Schwieriger zu beantworten ist die Frage, wie und aus welchem Grund die Zeichnungen nach St. Petersburg gelangt sind. Im Januar 1744 kam Johann Elisabeth nach Russland zusammen mit ihrer Tochter, der künftigen russischen Kaiserin, die sich mit dem russischen Thronfolger, dem Großfürsten Pjotr Fjodorowitsch (Karl Peter Ulrich), dem Sohn von Herzog Karl Friedrich von Holstein und Anna, der Tochter von Peter I, vermählen sollte.
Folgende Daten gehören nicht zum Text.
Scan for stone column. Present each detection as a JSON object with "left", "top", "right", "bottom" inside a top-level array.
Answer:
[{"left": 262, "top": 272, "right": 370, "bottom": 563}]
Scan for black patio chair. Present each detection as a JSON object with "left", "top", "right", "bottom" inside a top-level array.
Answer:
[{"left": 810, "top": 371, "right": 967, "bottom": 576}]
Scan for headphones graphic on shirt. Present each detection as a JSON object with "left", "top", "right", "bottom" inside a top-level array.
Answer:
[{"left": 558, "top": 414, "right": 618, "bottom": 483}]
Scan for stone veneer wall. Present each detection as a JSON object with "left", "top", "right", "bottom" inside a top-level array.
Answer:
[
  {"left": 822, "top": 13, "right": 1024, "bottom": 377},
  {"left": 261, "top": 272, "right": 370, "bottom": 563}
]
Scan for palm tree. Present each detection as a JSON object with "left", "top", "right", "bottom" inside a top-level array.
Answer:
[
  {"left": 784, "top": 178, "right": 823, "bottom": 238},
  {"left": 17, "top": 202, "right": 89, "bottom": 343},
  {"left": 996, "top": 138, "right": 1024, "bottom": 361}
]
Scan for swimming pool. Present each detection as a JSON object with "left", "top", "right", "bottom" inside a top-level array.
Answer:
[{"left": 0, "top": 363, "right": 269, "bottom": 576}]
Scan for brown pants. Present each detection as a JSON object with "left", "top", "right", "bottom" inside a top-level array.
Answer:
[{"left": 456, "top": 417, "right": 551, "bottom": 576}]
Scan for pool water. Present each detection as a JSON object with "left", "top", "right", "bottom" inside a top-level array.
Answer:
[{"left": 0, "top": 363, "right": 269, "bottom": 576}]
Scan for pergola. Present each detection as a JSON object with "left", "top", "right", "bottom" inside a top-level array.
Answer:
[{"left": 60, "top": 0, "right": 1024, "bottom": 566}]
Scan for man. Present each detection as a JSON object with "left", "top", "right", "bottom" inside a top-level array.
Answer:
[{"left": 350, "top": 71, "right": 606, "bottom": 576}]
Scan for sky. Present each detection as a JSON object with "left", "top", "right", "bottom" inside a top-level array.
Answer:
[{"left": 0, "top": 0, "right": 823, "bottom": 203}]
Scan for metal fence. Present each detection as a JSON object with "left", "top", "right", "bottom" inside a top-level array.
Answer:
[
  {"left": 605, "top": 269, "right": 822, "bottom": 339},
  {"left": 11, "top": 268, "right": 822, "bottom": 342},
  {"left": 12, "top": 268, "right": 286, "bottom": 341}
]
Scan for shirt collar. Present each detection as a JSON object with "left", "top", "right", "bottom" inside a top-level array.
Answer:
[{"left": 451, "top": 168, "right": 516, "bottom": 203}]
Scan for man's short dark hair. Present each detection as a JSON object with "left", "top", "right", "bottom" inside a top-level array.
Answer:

Kurz nach der Hochzeit, die am 21. August 1745 stattfand, war Johanna Elisabeth faktisch aus Russland ausgewiesen, da ihre Intrigen zugunsten von Preußen die Kaiserin Elisabeth gegen sie aufgebracht hatten. Man hatte ihr nicht nur die Rückkehr nach Russland, sondern auch den Briefwechsel mit ihrer Tochter verboten. Katharina, die zur Ehefrau des russischen Thronfolgers und später selbst Kaiserin wurde, hat ihre neue Heimat nie verlassen. Also mussten ihr die Zeichnungen des Dornburger Schlosses aus Dornburg zugeschickt worden sein, allerdings nicht von ihrer Mutter. Wahrscheinlich hat Katharina selbst sie in der Zeit ihrer Regierung (1762-96) angefordert, als der Erfüllung ihres Wunsches nichts mehr im Wege stehen konnte.

Das sind nur die Vermutungen. Wir hoffen, dass weitere Forschungen in Russland wie in Deutschland Antworten auf diese und andere Fragen bringen werden, die mit den Zeichnungen des Dornburger Schlosses in der Eremitage verbunden sind.

  1. Smirnov G. K., Der Gouvernementsarchitekt von Twer, Fjodor Fjodorowitsch Stengel // Werkarchiv - 2000. Moskau 2001, S. 146. Noch früher habe ich diese Vermutung in meinem Vortrag am Stengel-Symposion im September 1999 in Saarbrücken geäußert.
  2. Staatliche Eremitage. Graphische Abteilung. Inv. Nr. 23598-23602.